Keunikannya yang Indah Tapi Nyeremin

Sekarang baru bahas tentang pemakamannya. Ini uniknya nggak cuman pas dimakamin, tapi dari persiapan hingga proses pembusukan mayatnya. Jadi, para wanita itu dilarang buat ikut nyiapin atau bantu-bantu untuk makamin mayatnya. Dipercaya kalau ini dilanggar, nanti bakal ada bencana alam kayak gempa dan gunung meletus. Bahkan datang berkunjung aja pun nggak boleh.
Punya tiga tempat pemakaman, nggak semua mayat akan mengalami prosesi ‘diletakkan’ gitu aja. Yang pertama itu ada Sema Muda, kuburan untuk muda mudi yang meninggal dan belum menikah. Anak-anak yang giginya belum tanggal pun juga ikut dimakamin disini. Terus ada yang namanya Sema Bantas, kuburan yang diperuntukkan bagi mereka yang meninggal karena salah pati (suicide dan lainnya) dan ulah pati (kecelakaan). Istilahnya yang punya luka belum sembuh dan meninggal bakal dimakamin disini. Oh ya, btw kedua Sema ini pemakamannya dengan cara dikubur di dalam tanah. Terakhir, Sema Wayah bagi mereka yang sudah menikah dan meninggalnya wajar. Beda dari dua yang tadi, mayatnya akan ditutup ancak saji (pagar bambu) dan dibiarin terbuka. Proses ini dinamakan Mepasah dan ancak sajinya ini dibuat untuk menghindarkan mayat dari hewan buas. Sema inilah yang paling sering dikunjungi dan terkenal.

Asal kalian tahu ya, mayat-mayat di Sema Wayah itu hancur bukan karena lalat, belatung dan cacing, tapi sinar matahari. Kalau kalian mampir, coba lihat deh mayatnya, pasti nggak bakal nemuin, bahkan nyamuk pun nggak ada katanya. Untuk bau busuk dari mayatnya masih tetap kecium sih, cuman bau wangi dari pohon Taru Menyan itu lebih dominan.
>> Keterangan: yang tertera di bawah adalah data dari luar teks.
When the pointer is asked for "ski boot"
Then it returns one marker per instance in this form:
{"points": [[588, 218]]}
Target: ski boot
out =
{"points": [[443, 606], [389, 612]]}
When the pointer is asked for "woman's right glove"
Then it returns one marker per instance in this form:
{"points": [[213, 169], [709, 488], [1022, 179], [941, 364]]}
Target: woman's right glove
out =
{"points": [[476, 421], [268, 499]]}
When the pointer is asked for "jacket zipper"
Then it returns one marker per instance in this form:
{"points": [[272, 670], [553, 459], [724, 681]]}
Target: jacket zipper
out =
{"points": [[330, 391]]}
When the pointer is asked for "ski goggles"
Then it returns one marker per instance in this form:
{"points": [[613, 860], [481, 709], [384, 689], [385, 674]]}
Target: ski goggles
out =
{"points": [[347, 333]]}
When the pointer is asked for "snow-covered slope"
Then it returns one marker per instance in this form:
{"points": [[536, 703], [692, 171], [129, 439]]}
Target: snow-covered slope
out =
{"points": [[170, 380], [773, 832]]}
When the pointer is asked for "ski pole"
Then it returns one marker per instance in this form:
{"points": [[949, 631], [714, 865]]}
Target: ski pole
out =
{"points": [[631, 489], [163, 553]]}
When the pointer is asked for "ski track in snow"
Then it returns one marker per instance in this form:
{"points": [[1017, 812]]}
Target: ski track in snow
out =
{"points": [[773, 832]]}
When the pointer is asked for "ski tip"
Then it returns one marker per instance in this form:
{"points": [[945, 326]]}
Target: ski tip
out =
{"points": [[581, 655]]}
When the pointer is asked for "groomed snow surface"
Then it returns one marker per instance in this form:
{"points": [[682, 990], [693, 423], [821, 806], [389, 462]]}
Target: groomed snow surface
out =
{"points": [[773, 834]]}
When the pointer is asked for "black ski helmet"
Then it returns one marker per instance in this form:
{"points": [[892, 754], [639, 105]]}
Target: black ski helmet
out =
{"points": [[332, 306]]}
Jadi nggak usah takut akan mencium bau nggak sedap yang menyengat.
Kalau seandainya ada yang baru meninggal dan nggak ada lahan, mayat yang udah dimakamin dari lama bakal dipindahin di sekitar sana. Makanya, nggak heran banyak tulang belulang yang berserakan di seluruh areal kuburan. Katanya sebelum ada upacara pembersihan, dilarang mungut-mungutin tulang-tulangnya, cuman tengkorak yang masih utuh aja bakal dipindahin ke tempat kayak altar batu dan disusun rapi disana.

Nah, dari sini kalian udah tahu tentang dongeng dan jenis makam-makamnya. Gimana nih, apa kalian tertarik buat berkunjung? Kalau iya, kalian harus naik boat dulu buat datang ke Desa Trunyan. Kira-kira ngabisin waktu 30-45 menit dan biaya ratusan ribu. Datengnya rame-rame aja biar bisa patungan hehe. See you!